From 1967 through 1969 he co-starred as Herb Hubbard for two seasons on NBC-TV's The Mothers-in-Law with Eve Arden and Kaye Ballard. In 1981, he made four appearances on Dallas as an attorney who represented J.R. Ewing.

==Personal life==
Rudley was married four times. His first marriage was to Ann Loring with whom he had a son. Rudley had two sons and two stepdaughters.
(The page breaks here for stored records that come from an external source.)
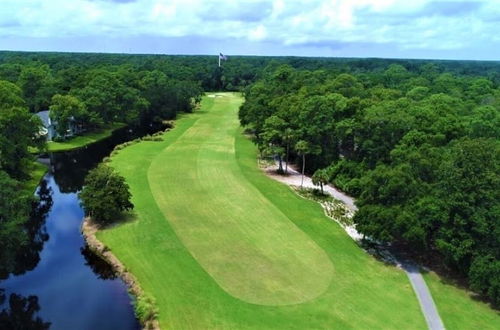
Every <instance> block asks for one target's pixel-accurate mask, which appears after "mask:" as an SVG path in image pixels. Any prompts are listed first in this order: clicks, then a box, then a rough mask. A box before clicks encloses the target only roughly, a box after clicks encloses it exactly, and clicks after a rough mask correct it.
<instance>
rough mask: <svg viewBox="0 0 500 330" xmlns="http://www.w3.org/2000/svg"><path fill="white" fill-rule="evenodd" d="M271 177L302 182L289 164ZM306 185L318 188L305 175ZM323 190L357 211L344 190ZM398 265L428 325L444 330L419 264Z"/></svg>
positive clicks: (324, 189) (303, 184) (299, 182)
mask: <svg viewBox="0 0 500 330" xmlns="http://www.w3.org/2000/svg"><path fill="white" fill-rule="evenodd" d="M266 172H267V173H268V175H269V176H270V177H272V178H273V179H275V180H277V181H280V182H283V183H286V184H288V185H293V186H300V185H301V182H302V177H301V174H300V173H299V172H298V171H296V170H294V169H293V168H291V167H290V166H288V175H286V176H284V175H278V174H276V173H275V172H274V171H269V170H268V171H266ZM303 186H304V187H306V188H317V186H315V185H314V184H313V183H312V180H311V178H310V177H308V176H305V175H304V184H303ZM323 190H324V191H326V192H328V193H329V194H330V195H332V196H333V197H334V198H336V199H338V200H341V201H342V202H344V204H346V205H347V206H348V207H349V208H350V209H351V210H353V211H356V210H357V209H358V208H357V207H356V205H355V204H354V202H355V200H354V199H353V198H352V197H350V196H347V195H346V194H344V193H343V192H341V191H339V190H337V189H336V188H335V187H332V186H329V185H325V186H324V187H323ZM342 227H344V229H345V230H346V232H347V234H348V235H349V236H351V237H352V238H353V239H354V240H359V239H361V238H362V236H363V235H361V234H360V233H359V232H358V231H357V230H356V228H355V227H354V226H342ZM396 262H397V265H398V267H400V268H401V269H403V270H404V271H405V272H406V275H407V276H408V279H409V280H410V283H411V285H412V287H413V290H414V291H415V294H416V295H417V298H418V302H419V303H420V308H421V309H422V313H423V314H424V317H425V320H426V321H427V326H428V327H429V329H431V330H442V329H445V327H444V324H443V321H442V320H441V317H440V316H439V313H438V310H437V308H436V304H435V303H434V300H433V299H432V295H431V293H430V291H429V288H428V286H427V284H426V283H425V280H424V278H423V276H422V274H421V273H420V271H419V268H418V266H416V265H415V264H412V263H409V262H407V261H399V260H396Z"/></svg>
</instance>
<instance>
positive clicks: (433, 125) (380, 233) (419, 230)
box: [239, 61, 500, 305]
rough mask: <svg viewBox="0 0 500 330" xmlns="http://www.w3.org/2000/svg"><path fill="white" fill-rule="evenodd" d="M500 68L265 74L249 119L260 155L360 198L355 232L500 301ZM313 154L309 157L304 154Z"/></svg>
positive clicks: (246, 123)
mask: <svg viewBox="0 0 500 330" xmlns="http://www.w3.org/2000/svg"><path fill="white" fill-rule="evenodd" d="M490 65H491V68H496V72H497V73H498V72H499V71H498V69H500V64H498V63H496V64H495V63H486V64H485V63H478V67H477V68H475V69H472V70H471V68H474V63H460V62H451V61H450V62H446V63H445V64H444V65H442V63H439V62H435V61H434V62H422V63H419V65H416V66H415V65H409V66H408V67H407V66H405V65H402V64H398V63H392V64H389V65H388V66H386V67H385V68H384V69H383V70H381V69H380V67H379V66H375V68H374V69H373V70H371V71H370V70H359V68H350V69H349V70H345V72H339V70H338V69H331V70H329V69H323V70H303V69H296V68H293V67H291V66H290V65H280V66H277V67H274V68H271V69H269V68H268V69H267V70H264V71H266V73H265V74H263V75H262V77H261V79H260V80H258V81H257V82H256V83H254V84H253V85H252V86H250V87H248V88H247V89H246V90H245V99H246V101H245V103H244V104H243V105H242V106H241V108H240V111H239V118H240V121H241V124H242V125H244V126H246V127H247V130H249V131H251V132H252V133H253V136H254V140H255V143H256V144H257V146H258V148H259V150H260V152H261V153H262V154H263V155H273V156H275V157H277V159H278V160H279V163H280V165H279V170H280V171H286V168H285V169H283V166H282V164H281V162H282V160H287V159H290V160H295V161H297V162H298V163H299V164H300V165H301V166H302V163H303V162H305V168H306V171H307V172H309V173H315V176H314V177H315V181H316V182H318V184H319V183H324V182H325V181H328V182H332V183H333V184H335V185H336V186H337V187H339V188H340V189H342V190H344V191H345V192H347V193H349V194H351V195H353V196H355V197H357V202H356V204H357V206H358V208H359V211H358V212H357V213H356V215H355V217H354V222H355V223H356V226H357V229H358V231H360V232H361V233H363V234H365V235H367V236H369V237H371V238H373V239H376V240H380V241H385V242H392V243H396V244H398V245H400V246H405V247H407V249H411V250H412V251H413V252H414V254H416V255H418V254H421V255H425V256H436V255H438V256H439V260H440V261H439V262H440V264H441V265H444V266H445V267H447V268H448V269H450V270H452V271H453V272H454V273H456V274H460V275H461V276H463V277H465V278H466V279H467V280H468V283H469V285H470V288H471V289H473V290H474V291H476V292H477V293H479V294H482V295H484V296H487V297H488V298H489V299H490V300H491V301H492V302H493V303H494V304H496V305H500V203H499V201H500V171H499V170H500V140H499V138H500V87H499V84H500V81H499V80H498V75H497V74H494V73H493V71H494V70H491V71H490V69H488V70H483V69H484V68H485V66H490ZM305 159H307V162H306V161H305Z"/></svg>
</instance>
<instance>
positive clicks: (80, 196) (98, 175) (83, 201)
mask: <svg viewBox="0 0 500 330" xmlns="http://www.w3.org/2000/svg"><path fill="white" fill-rule="evenodd" d="M79 196H80V199H81V200H82V202H81V204H82V206H83V209H84V210H85V215H87V216H90V217H92V219H93V220H95V221H97V222H99V223H101V224H106V223H110V222H111V221H113V220H116V217H117V215H118V214H120V213H121V212H123V211H126V210H130V209H132V208H133V207H134V205H133V204H132V203H131V202H130V198H131V194H130V191H129V186H128V185H127V183H126V182H125V179H124V178H123V177H122V176H120V175H119V174H117V173H116V172H114V171H113V169H112V168H110V167H108V166H107V165H104V164H101V165H99V166H98V167H97V168H95V169H93V170H92V171H90V172H89V174H88V175H87V177H86V178H85V182H84V187H83V189H82V191H81V192H80V193H79Z"/></svg>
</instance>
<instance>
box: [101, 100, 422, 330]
mask: <svg viewBox="0 0 500 330" xmlns="http://www.w3.org/2000/svg"><path fill="white" fill-rule="evenodd" d="M240 102H241V98H240V97H239V96H238V95H237V94H224V96H223V97H217V98H210V97H205V98H204V99H203V101H202V107H201V111H198V112H197V113H195V114H191V115H186V116H183V117H182V118H181V119H179V120H178V121H177V122H176V127H175V128H174V129H173V130H171V131H170V132H168V133H166V134H165V135H164V137H165V141H163V142H147V141H145V142H141V143H139V144H135V145H132V146H130V147H127V148H126V149H123V150H121V151H120V152H119V153H118V154H117V155H116V156H113V157H112V162H111V165H112V166H113V167H114V168H116V169H117V170H118V171H119V172H120V173H121V174H122V175H124V176H125V177H126V179H127V182H128V183H129V185H130V187H131V191H132V195H133V203H134V204H135V215H136V218H137V219H136V221H131V222H127V223H125V224H122V225H119V226H116V227H114V228H112V229H108V230H105V231H102V232H99V233H98V237H99V239H101V240H102V241H103V242H104V243H105V244H106V245H108V246H109V247H110V249H111V250H112V251H113V252H114V253H115V254H116V256H117V257H118V258H119V259H120V260H122V261H123V263H124V264H125V265H126V267H127V268H128V269H129V270H130V271H131V272H132V273H133V274H135V275H136V277H137V278H138V280H139V282H140V284H141V286H142V287H143V289H144V290H146V291H147V292H148V293H150V294H152V295H153V296H154V297H155V299H156V302H157V305H158V307H159V311H160V312H159V320H160V325H161V326H162V328H164V329H209V328H217V329H321V328H322V329H332V328H334V329H350V328H357V329H402V328H403V329H425V328H426V324H425V321H424V318H423V315H422V314H421V312H420V308H419V305H418V302H417V299H416V298H415V295H414V293H413V291H412V289H411V286H410V283H409V282H408V280H407V278H406V275H405V274H404V273H403V272H402V271H400V270H398V269H396V268H394V267H391V266H386V265H384V264H382V263H380V262H378V261H376V260H375V259H373V258H372V257H371V256H369V255H367V254H366V253H365V252H363V251H362V250H361V249H360V248H359V247H358V246H357V245H356V244H355V243H354V242H353V241H352V240H351V238H349V237H348V236H347V235H346V234H345V232H344V231H343V230H342V229H341V228H340V227H339V226H338V225H337V224H336V223H335V222H333V221H331V220H329V219H328V218H327V217H325V215H324V213H323V210H322V209H321V207H320V206H319V205H318V204H317V203H315V202H312V201H307V200H304V199H302V198H300V197H299V196H297V195H296V194H295V193H294V192H293V191H292V190H291V189H290V188H289V187H287V186H285V185H283V184H280V183H278V182H275V181H273V180H271V179H269V178H267V177H266V176H265V175H264V174H263V173H262V172H261V171H260V170H259V169H258V168H257V164H256V149H255V147H254V146H253V144H252V143H251V142H250V141H249V140H248V139H246V138H245V137H244V136H243V135H242V134H241V129H240V128H239V127H238V122H237V120H236V118H237V110H238V109H237V108H238V104H240Z"/></svg>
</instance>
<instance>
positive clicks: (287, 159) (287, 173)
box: [285, 143, 290, 174]
mask: <svg viewBox="0 0 500 330" xmlns="http://www.w3.org/2000/svg"><path fill="white" fill-rule="evenodd" d="M289 148H290V143H287V144H286V163H285V173H286V174H288V149H289Z"/></svg>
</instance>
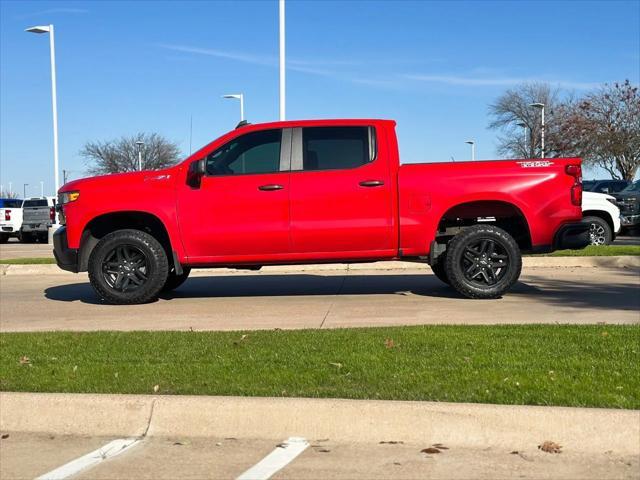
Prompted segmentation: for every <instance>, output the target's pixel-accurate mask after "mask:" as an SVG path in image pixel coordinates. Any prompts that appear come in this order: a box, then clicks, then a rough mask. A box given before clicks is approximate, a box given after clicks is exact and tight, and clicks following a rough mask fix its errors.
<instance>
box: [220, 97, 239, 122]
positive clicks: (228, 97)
mask: <svg viewBox="0 0 640 480" xmlns="http://www.w3.org/2000/svg"><path fill="white" fill-rule="evenodd" d="M222 98H236V99H238V100H240V121H241V122H242V121H243V120H244V94H243V93H233V94H229V95H223V96H222Z"/></svg>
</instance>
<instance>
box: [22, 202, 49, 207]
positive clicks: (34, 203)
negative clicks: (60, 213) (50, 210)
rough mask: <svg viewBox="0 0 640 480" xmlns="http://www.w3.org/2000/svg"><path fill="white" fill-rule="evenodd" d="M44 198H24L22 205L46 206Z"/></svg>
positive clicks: (33, 206)
mask: <svg viewBox="0 0 640 480" xmlns="http://www.w3.org/2000/svg"><path fill="white" fill-rule="evenodd" d="M48 206H49V205H48V204H47V201H46V200H25V201H24V205H23V207H48Z"/></svg>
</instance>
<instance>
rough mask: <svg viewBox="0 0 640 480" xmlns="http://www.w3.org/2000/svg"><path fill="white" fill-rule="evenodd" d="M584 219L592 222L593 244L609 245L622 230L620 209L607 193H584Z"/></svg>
mask: <svg viewBox="0 0 640 480" xmlns="http://www.w3.org/2000/svg"><path fill="white" fill-rule="evenodd" d="M582 220H583V221H585V222H589V223H590V224H591V229H590V230H589V235H590V237H591V245H609V244H610V243H611V242H613V241H614V240H615V238H616V235H617V234H618V232H619V231H620V209H619V208H618V206H617V205H616V199H615V198H613V197H612V196H611V195H607V194H605V193H593V192H583V193H582Z"/></svg>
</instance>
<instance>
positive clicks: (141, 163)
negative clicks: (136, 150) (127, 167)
mask: <svg viewBox="0 0 640 480" xmlns="http://www.w3.org/2000/svg"><path fill="white" fill-rule="evenodd" d="M136 145H138V171H139V172H141V171H142V147H143V146H144V142H143V141H142V140H138V141H137V142H136Z"/></svg>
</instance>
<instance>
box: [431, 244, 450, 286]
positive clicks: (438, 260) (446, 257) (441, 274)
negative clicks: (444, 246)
mask: <svg viewBox="0 0 640 480" xmlns="http://www.w3.org/2000/svg"><path fill="white" fill-rule="evenodd" d="M446 259H447V252H446V251H444V252H442V253H441V254H440V255H439V256H438V258H436V260H435V261H434V262H433V265H431V270H433V274H434V275H435V276H436V277H438V280H440V281H441V282H444V283H446V284H447V285H449V284H450V282H449V277H448V276H447V272H446V270H445V262H446Z"/></svg>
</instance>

Rudley lived in Marina del Rey, California. He died in Los Angeles, California, on September 9, 2006, aged 96.

==Filmography==

| Year | Title | Role | Notes |
| 1940 | Abe Lincoln in Illinois | Seth Gale |  |
| 1944 | The Seventh Cross | Franz Marnet |  |
| Marriage Is a Private Affair | Ted Mortimer |  |
| The Master Race | John |  |
| 1945 | Brewster's Millions | Nopper Harrison |  |
| Rhapsody in Blue | Ira Gershwin |  |
| A Walk in the Sun | Sgt. Eddie Porter |  |
| 1946 | Decoy | Dr. Lloyd L. Craig |  |
| 1948 | Casbah | Claude |  |
| Hollow Triumph | Marcy |  |
| Joan of Arc | Isambard de la Pierre |  |
| 1954 | The Silver Chalice | Linus |  |
| 1955 | Artists and Models | Secret Service Chief Samuels |  |
| The Court Jester | Captain of the Guard |  |
| 1956 | Raw Edge | Gerald Montgomery |  |
| That Certain Feeling | Doctor Summers |  |
| The Black Sleep | Dr. Gordon Angus Ramsay |  |
| 1958 | The Young Lions | Capt. Colclough |  |
| The Bravados | Sheriff Eloy Sanchez |  |
| Tonka | Capt. Benteen |  |
| 1959 | The Big Fisherman | Emperor Tiberius |  |
| The Jayhawkers! | Gov. William Clayton |  |
| Beloved Infidel | Stan Harris |  |
| 1960 | Hell Bent for Leather | Perrick |  |
| The Great Impostor | Senior Officer |  |
| 1962 | Follow That Dream | Mr. Endicott |  |
| 1972 | Call Her Mom | Mr. Guiness | ABC Movie of the Week |
| 1980 | Falling in Love Again | Mr. Wellington (1940's) |  |
| 1983 | Forever and Beyond | Robert | (final film role) |

==Interviews==
- Scary Monsters Magazine (January 2008) no. 65 "The Black Sleep: An Interview With Herbert Rudley" Interview by Lawrence Fultz Jr.
- Monster Bash Magazine (2006) no. 5 "On The Set of The Black Sleep" Interview by Lawrence Fultz, Jr.